The Sikes Act (16 USC 670a-670o, 74 Stat. 1052) was enacted into United States law on September 15, 1960. It provides for cooperation by the Department of the Interior and Department of Defense with state agencies in planning, development and maintenance of fish and wildlife resources on military reservations throughout the United States.

The Sikes Act is "an act To promote effectual planning, development, maintenance, and coordination of wildlife, fish, and game conservation and rehabilitation in military reservations". In other words, it attempts to ensure that fish, wildlife and other natural resources that exist on and are associated with military lands in the United States are protected and enhanced.

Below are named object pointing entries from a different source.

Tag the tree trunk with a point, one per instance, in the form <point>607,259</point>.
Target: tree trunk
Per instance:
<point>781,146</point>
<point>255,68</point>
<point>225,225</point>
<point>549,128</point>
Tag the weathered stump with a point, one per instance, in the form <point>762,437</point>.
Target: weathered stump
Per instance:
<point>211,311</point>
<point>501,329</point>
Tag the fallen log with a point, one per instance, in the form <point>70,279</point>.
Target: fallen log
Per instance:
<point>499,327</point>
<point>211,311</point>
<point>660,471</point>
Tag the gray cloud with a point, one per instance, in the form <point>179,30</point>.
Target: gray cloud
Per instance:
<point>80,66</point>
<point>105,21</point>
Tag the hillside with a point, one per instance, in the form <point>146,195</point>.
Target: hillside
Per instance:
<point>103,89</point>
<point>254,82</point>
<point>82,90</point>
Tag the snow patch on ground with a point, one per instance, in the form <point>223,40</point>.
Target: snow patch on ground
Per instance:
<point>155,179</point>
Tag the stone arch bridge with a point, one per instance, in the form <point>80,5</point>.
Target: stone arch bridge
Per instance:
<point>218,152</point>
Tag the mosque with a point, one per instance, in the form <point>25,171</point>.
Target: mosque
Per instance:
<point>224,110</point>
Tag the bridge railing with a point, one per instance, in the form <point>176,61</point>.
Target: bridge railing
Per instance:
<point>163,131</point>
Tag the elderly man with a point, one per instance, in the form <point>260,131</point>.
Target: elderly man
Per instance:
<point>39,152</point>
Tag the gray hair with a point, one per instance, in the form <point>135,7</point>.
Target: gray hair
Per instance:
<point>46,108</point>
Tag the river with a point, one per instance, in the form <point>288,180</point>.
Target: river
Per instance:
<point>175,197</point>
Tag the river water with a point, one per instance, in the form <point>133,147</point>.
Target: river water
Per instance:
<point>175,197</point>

The Sikes Act is written such that conservation activities are promoted while allowing military lands to continue to meet the needs of military operations.

The Sikes Act requires that conservation goals are cooperatively developed and recorded in a planning document called an Integrated Natural Resource Management Plan, or INRMP. Installation commanders are responsible for ensuring that INRMPs are completed for their installation and in cooperation with state and federal fish and wildlife agencies. An INRMP is only valid for a period of five years. Before the five-year period ends it must be reviewed by the U.S. Fish and Wildlife Service, relevant state agencies and the military installation. If necessary, the INRMP is updated by the installation in cooperation with the U.S. Fish and Wildlife Service and state agencies.

Cooperative conservation is an important provision of the Sikes Act, as currently amended. It provides military service programs and installations the ability to enter into partnerships with state and Department of Interior agencies (particularly the U.S. Fish and Wildlife Service) that advance natural resource conservation on military lands.